Simulavano esercizi fisici e sessioni di jogging per mimetizzarsi tra i tanti sportivi della Costa dei Trabocchi,
ma il loro vero obiettivo non era il benessere fisico, bensì le auto in sosta.
I Carabinieri della Stazione di Lanciano hanno messo fine alla scorreria di una coppia di Vasto – una donna di 53 anni e un uomo di 54 – finiti agli arresti domiciliari con l’applicazione del braccialetto elettronico.
L’ordinanza, emessa dal Gip del Tribunale di Lanciano, Massimo Canosa, su richiesta del Sostituto Procuratore Miriana Greco, arriva al termine di un’articolata indagine iniziata nel novembre 2025.
Alla coppia sono attribuiti almeno otto colpi messi a segno tra le aree di sosta di San Vito Chietino e Fossacesia.

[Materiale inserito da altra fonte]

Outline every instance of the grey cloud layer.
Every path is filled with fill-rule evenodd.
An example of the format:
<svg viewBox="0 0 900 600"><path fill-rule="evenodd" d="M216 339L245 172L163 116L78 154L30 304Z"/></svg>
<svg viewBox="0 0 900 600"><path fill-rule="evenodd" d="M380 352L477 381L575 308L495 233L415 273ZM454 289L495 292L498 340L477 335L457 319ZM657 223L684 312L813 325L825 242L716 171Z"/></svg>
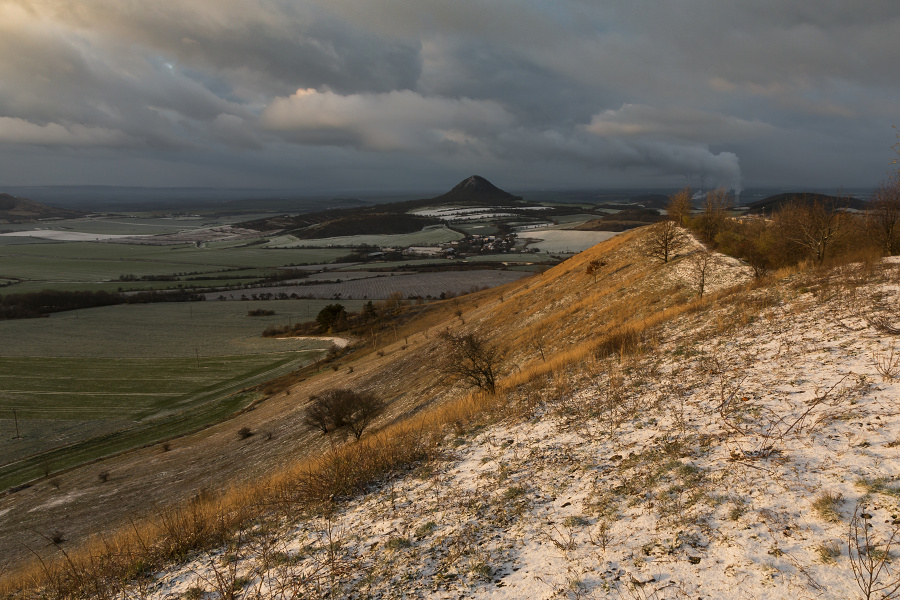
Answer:
<svg viewBox="0 0 900 600"><path fill-rule="evenodd" d="M893 0L0 0L0 159L121 184L195 161L197 185L327 187L338 157L373 187L416 164L737 188L788 182L776 152L797 183L875 183L898 50ZM132 179L102 180L91 147L133 157ZM3 164L0 183L43 183Z"/></svg>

Il modus operandi era sistematico: dopo aver individuato le vetture dei turisti o dei runner impegnati sulla pista ciclopedonale, i due infrangevano i cristalli o forzavano le serrature.
Una volta all’interno, facevano man bassa di borse, dispositivi elettronici e, soprattutto, carte di pagamento.
Queste ultime venivano utilizzate immediatamente nell’area di Pescara per acquisti in modalità contactless o prelievi, qualora riuscissero a recuperare il PIN tra gli effetti personali delle vittime.
L’operazione odierna restituisce serenità ai frequentatori della Via Verde, segnati da mesi di preoccupazione per la serialità dei furti in una delle zone di maggior pregio turistico del territorio chietino.